Según una fuente que labora en el Consejo de Estado, “Díaz-Canel llega a su oficina antes de las ocho de la mañana y da los buenos días a todos. Es raro verle de mal humor. Pese a su trato afable, lo siento distante y frío. Su mirada es huidiza, tal vez porque es un poco tímido. Su presencia es agradable, siempre con la ropa planchada y las uñas y el cabello limpios. Suele usar zapatos de corte bajo estilo náutico. Es amante de los Beatles, Rolling Stones y el grupo Queen de Freddy Mercury. Le gusta el deporte, en particular el béisbol, baloncesto y fútbol. Dicen que es fan de Messi y el Barça”.

En una encuesta a doce personas, seis hombres y seis mujeres, en edades comprendidas entre los 18 y 60 años, once respondieron que Díaz-Canel no va a solucionar los innumerables problemas que asolan al país. “No es que no quiera, es que no tiene el poder suficiente. Y para resolver los problemas de Cuba hay que cambiar de modelo económico y político. No creo que Díaz-Canel esté por la labor. Más que un reformista es un continuista”, afirma Carlos, sociólogo.

La primera prueba de fuego de Díaz-Canel tuvo lugar el 18 de mayo de 2018, a raíz de un accidente aéreo ocurrido cerca del aeropuerto de La Habana. De las 113 personas que iban a bordo, solo una pasajera sobrevivió. Aquel día, el recién estrenado presidente, enseguida acudió al lugar del siniestro. Junto con Raúl Castro fue nombrado al frente de una comisión de investigación. Casi un año después, siguen sin conocerse las causas de la catástrofe.

Ahora, el miércoles 17 de abril, dos días antes de cumplir su primer año como presidente de la República, el asesor de Seguridad Nacional, John Bolton, desde Miami anunciaba nuevos límites en la cantidad de dinero que las familias residentes en Estados Unidos pueden enviar a sus parientes en Cuba: 1.000 dólares por trimestre.
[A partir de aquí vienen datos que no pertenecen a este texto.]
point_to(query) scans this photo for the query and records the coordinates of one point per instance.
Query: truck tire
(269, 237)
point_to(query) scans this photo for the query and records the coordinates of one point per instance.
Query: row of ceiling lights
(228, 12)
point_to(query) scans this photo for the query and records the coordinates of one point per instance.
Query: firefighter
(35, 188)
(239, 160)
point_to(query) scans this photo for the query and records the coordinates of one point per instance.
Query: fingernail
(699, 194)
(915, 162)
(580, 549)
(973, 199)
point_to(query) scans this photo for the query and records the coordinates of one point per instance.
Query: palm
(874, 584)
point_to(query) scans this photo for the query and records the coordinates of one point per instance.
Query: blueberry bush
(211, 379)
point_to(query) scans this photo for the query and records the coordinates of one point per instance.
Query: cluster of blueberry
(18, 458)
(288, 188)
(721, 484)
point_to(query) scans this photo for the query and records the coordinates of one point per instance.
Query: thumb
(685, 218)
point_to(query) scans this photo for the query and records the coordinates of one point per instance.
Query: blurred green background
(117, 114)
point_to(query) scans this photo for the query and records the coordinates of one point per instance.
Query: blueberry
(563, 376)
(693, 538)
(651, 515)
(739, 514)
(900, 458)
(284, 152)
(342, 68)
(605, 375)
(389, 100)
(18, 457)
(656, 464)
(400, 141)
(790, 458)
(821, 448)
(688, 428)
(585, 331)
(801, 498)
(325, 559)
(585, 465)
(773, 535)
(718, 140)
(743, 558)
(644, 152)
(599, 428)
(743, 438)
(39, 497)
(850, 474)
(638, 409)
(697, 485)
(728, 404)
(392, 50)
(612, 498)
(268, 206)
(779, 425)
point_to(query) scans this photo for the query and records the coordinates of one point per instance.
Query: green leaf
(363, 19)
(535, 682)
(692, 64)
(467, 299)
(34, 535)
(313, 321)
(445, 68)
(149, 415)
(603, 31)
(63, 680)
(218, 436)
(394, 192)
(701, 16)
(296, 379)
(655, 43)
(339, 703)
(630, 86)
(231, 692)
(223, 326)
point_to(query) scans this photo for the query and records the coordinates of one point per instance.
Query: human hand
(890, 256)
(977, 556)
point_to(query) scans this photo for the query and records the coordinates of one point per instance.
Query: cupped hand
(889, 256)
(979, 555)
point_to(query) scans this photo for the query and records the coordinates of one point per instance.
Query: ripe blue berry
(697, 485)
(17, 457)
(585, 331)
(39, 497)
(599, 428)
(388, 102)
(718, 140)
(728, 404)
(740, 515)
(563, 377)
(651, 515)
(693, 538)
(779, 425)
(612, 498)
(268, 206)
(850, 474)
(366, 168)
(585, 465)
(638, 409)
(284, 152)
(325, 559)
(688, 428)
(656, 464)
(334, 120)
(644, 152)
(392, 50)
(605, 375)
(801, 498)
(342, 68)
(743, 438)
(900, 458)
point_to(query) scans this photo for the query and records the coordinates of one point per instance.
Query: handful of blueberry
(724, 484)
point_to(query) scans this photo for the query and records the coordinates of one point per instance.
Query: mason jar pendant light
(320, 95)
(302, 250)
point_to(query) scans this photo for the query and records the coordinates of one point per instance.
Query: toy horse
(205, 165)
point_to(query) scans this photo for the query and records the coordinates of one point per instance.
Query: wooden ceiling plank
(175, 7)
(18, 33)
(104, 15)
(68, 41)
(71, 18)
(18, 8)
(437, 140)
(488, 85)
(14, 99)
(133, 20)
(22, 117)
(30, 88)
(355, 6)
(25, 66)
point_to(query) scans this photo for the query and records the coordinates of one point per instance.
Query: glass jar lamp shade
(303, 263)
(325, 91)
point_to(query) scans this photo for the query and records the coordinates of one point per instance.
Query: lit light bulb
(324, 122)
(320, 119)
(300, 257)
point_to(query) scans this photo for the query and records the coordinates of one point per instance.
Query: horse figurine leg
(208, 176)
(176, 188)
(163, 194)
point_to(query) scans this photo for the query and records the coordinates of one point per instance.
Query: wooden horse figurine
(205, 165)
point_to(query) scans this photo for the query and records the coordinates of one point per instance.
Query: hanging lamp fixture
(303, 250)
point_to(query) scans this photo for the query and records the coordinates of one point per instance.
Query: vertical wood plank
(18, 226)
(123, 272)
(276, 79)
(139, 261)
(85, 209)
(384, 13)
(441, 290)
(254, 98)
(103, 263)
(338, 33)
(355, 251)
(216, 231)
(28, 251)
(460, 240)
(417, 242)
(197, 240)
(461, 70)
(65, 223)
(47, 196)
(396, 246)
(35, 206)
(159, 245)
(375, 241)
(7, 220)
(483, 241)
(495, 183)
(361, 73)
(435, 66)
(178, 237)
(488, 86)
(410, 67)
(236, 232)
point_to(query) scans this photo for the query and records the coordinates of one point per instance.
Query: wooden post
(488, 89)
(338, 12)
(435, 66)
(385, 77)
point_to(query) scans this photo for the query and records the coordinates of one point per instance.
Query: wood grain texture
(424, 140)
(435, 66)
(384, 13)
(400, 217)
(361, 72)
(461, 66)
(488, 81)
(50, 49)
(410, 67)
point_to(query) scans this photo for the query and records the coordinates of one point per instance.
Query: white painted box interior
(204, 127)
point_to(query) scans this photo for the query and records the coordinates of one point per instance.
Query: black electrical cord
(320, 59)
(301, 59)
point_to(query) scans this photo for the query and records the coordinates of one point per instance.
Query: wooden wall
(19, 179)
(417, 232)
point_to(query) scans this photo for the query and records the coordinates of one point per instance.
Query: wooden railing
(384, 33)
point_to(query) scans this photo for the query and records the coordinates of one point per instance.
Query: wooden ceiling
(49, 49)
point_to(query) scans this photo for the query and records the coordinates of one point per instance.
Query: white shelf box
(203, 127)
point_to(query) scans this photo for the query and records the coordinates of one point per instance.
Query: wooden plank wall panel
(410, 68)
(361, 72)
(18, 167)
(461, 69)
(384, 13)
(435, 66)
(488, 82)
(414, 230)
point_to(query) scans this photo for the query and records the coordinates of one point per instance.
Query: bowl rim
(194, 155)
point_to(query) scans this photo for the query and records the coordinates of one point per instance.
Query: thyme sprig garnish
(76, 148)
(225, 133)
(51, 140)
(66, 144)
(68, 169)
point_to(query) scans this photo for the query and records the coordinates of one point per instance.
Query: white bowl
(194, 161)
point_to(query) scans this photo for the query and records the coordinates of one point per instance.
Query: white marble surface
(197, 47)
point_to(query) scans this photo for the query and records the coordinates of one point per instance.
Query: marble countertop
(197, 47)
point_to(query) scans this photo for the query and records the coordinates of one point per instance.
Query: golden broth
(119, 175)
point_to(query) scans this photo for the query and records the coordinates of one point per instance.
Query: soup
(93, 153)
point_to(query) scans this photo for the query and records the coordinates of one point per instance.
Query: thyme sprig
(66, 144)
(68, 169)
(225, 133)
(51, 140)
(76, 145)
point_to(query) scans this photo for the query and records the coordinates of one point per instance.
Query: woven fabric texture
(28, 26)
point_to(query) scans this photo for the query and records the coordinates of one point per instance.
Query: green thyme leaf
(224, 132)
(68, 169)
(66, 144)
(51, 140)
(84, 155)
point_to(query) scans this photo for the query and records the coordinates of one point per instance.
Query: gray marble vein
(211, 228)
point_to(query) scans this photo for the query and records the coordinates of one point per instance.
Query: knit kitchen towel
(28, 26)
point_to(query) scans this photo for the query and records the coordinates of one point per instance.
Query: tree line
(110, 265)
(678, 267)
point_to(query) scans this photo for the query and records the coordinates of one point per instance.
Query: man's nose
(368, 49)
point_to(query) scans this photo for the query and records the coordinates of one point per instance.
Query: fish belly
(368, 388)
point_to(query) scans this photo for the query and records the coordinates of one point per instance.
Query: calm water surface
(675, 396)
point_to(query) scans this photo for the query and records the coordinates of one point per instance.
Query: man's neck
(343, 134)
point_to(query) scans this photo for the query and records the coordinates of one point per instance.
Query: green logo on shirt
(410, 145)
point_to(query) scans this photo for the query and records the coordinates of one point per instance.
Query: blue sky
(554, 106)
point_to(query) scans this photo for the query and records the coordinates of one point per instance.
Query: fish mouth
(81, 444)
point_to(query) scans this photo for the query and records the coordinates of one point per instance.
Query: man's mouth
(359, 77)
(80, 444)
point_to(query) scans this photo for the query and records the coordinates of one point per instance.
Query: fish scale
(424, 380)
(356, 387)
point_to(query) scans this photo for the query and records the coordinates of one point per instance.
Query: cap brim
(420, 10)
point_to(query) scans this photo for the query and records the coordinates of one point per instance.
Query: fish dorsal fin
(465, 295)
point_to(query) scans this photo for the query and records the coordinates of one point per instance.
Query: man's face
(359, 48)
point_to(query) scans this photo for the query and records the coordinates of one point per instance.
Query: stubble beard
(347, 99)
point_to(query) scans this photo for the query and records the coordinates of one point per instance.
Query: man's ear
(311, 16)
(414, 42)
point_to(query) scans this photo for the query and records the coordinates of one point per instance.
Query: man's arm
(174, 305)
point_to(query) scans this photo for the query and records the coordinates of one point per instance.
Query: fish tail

También comunicaba la restricción de viajes a la Isla si no están relacionados con visitas familiares.

Ese mismo día, desde Washington, el secretario de Estado Mike Pompeo, informaba la activación por primera vez del Título III de la Ley Helms-Burton, que permitirá reclamar ante las cortes estadounidenses propiedades nacionalizadas por Fidel Castro. La medida, que entrará en vigor a partir del 2 de mayo, da luz verde a Estados Unidos para demandar a empresas de todo el mundo con inversiones en territorio cubano, entre ellas cadenas hoteleras de España y Canadá y firmas como la francesa Pernod-Ricard, fabricante del ron Havana Club.

Aquéllos que piden reformas económicas profundas, democracia y libertad de expresión en Cuba, tendrán que seguir esperando. El Gorbachov criollo continúa en modo de hibernación.